Plants from Space!

MonstersSecond Darkness


Plants from Space!

Wednesday, August 20, 2008

As you've probably noticed from all the recent talk about falling stars and strange new worlds, Pathfinder #14 looks to the stars. With spacemen and moon monsters featuring so heavily in "Children of the Void" and the volume's other articles, it seemed appropriate to take this rare chance and dedicate a portion of the month's bestiary to the truly alien. Full-fledged, undisguised, world-traveling extraterrestrials, that is. Taking cues from our favorite otherworldly menaces, Pathfinder #14 unleashes three new alien enemies. But don't expect flying saucers and chest bursting from all of these terrifying travelers. Some, like the star-spawned moonflower, take more subtle approaches drawn directly from similar inspirational invaders from fiction and film.

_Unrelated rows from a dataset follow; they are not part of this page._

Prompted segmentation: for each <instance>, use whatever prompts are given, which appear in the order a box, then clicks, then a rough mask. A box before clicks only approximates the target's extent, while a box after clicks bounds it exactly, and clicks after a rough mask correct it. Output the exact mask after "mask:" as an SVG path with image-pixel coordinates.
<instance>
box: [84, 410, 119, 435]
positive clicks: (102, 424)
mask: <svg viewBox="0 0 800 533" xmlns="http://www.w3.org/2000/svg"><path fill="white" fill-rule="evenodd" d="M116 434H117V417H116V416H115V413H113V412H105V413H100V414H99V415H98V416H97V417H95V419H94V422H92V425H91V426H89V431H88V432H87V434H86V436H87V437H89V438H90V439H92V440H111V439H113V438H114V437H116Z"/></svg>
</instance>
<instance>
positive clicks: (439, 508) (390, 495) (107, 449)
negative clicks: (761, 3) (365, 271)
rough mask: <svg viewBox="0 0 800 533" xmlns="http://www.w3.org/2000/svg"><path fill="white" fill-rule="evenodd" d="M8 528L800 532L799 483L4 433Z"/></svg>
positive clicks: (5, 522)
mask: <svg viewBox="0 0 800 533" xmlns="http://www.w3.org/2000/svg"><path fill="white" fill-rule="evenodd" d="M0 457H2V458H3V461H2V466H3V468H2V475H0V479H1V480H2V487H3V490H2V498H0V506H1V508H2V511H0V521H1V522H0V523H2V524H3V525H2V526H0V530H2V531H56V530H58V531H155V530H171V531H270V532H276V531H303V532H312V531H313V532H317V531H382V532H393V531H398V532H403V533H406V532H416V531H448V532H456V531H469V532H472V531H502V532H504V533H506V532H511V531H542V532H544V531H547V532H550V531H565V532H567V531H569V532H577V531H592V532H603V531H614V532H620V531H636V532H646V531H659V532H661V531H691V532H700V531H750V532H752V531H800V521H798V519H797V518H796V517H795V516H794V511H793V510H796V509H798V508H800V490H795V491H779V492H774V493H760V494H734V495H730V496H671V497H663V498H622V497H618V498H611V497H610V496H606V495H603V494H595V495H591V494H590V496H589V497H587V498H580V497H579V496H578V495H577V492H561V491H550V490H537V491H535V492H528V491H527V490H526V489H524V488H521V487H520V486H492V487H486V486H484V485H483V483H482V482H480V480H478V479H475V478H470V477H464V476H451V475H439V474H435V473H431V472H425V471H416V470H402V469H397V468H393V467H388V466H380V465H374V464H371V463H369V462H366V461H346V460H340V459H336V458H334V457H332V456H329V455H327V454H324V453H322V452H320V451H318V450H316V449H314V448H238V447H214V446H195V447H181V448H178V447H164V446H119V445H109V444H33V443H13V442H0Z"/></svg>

"All plants move. They don't usually pull themselves out of the ground and chase you! If we could find out how this thing functions we might figure out an easier way of killing it."
—John Wyndham, Day of the Triffids

Alien plants have long found their way into entertainment: from the triffids of John Wyndham's Day of the Triffids; to the alien pod people of Jack Finney's novel The Body Snatchers and its superlative big-screen spawn, 1956's and 1978's Invasion of the Body Snatchers and 1993's Body Snatchers; to the infamous "Feed Me!" of Seymore's Audrey II in Charles B. Griffith's Little Shop of Horrors. Roleplaying games are also no stranger to hungry plants from space, like those that appeared in 1980's Expedition to the Barrier Peaks. The moonflower owes its inspiration to these predecessors and dozens of other muses not of this world.